Zum einen liefert der Konzern als Zulieferer einzelne IT-Hardwarekomponenten: etwa Lidar-Sensoren zur Abstandsmessung, Fahrassistenzsysteme oder Displays mit Augmented-Reality-Funktion, bei denen Warnhinweise und Navigationsdaten direkt ins Sichtfeld projiziert werden.

Darüber hinaus bietet Huawei mit dem „Huawei Inside“-Modell (HI) eine umfassendere Lösung an: Autohersteller, denen es an digitalem Know-how fehlt, können hier auf Komponenten und komplette Softwarepakete für autonomes Fahren, Datenmanagement und Cloudanbindung zurückgreifen – alles basierend auf Huaweis eigenem Betriebssystem HarmonyOS. Marken wie BAIC, Changan oder Dongfeng nutzen HI-Technik für ihre Premium-Modelle unter Namen wie Arcfox, Avatr oder Voyah.

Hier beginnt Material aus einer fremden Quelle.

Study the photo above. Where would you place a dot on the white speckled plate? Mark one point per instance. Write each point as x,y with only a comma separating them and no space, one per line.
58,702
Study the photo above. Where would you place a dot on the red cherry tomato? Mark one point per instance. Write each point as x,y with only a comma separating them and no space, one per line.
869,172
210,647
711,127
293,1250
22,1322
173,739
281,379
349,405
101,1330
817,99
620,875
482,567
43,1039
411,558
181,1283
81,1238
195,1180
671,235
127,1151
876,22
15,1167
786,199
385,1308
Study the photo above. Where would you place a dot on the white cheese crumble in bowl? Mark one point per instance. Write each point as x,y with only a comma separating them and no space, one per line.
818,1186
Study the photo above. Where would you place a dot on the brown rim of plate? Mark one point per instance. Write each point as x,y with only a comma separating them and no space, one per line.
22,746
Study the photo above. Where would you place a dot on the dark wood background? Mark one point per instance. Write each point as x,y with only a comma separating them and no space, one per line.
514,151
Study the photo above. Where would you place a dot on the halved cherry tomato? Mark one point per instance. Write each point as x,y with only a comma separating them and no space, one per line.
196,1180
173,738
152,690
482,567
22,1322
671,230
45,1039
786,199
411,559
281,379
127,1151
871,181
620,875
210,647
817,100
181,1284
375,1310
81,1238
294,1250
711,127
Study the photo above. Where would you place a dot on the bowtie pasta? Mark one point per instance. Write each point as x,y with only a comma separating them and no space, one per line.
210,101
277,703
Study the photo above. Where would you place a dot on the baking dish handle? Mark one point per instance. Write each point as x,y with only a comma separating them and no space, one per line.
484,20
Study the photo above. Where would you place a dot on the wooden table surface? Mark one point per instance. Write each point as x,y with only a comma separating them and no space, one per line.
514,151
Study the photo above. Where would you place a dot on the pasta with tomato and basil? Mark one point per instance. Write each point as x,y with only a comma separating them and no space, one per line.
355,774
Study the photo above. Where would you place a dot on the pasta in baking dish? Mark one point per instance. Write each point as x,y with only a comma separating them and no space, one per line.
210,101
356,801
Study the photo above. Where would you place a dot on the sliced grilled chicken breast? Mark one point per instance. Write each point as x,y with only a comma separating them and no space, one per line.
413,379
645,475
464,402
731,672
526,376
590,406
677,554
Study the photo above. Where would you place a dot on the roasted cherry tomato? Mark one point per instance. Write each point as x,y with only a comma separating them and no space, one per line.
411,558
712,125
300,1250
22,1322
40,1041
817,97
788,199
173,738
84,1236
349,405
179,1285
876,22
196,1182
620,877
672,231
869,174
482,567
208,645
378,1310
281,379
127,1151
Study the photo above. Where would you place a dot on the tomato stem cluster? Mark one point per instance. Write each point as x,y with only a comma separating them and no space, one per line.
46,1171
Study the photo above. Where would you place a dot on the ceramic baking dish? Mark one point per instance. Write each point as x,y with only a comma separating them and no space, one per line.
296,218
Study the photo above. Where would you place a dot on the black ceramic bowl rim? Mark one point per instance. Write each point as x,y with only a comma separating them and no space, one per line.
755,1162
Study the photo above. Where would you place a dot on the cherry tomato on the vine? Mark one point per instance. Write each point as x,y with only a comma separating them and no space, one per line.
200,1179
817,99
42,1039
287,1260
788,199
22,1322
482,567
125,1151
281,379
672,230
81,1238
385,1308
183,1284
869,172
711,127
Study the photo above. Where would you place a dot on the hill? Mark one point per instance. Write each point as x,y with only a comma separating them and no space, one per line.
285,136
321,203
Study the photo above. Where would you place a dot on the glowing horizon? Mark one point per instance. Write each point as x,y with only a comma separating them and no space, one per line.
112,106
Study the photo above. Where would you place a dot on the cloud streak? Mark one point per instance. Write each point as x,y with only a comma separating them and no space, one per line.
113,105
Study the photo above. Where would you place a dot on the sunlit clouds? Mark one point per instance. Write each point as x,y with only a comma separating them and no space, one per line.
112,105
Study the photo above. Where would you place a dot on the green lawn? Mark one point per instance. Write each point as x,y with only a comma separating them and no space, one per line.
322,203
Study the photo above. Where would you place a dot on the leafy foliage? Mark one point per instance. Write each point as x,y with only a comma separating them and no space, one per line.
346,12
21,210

Am engsten ist die Verzahnung bei der Harmony Intelligent Mobility Alliance (HIMA): Hier entwickelt Huawei gemeinsam mit Herstellern wie BAIC, Chery, JAC und Sokon komplette Elektroautos. Die Seres-Modelle der Sokon-Gruppe, die unter dem Markennamen Aito laufen, werden sogar direkt in Huawei-Stores verkauft – inklusive Präsentation und Kundenberatung durch den Konzern selbst.

Avatr 12: Das Elektroauto nutzt Huaweis „Huawei Inside“-Technologie (HI) für digitale Steuerung und Konnektivität. Produziert wird es von Changan in enger Zusammenarbeit mit Huawei.

- © Huawei

Aito-Erfolg: Wie Huawei die Machtverhältnisse in der Autoindustrie verschiebt

Aito gilt bislang als das erfolgreichste Kapitel in Huaweis Vorstoß in die Elektromobilität. 2024 lieferte die Marke fast 387.000 Fahrzeuge aus – nahezu eine Verdreifachung im Vergleich zum Vorjahr. Zeitweise überflügelte Aito damit sogar Li Auto und setzte sich an die Spitze der chinesischen E-Auto-Start-ups.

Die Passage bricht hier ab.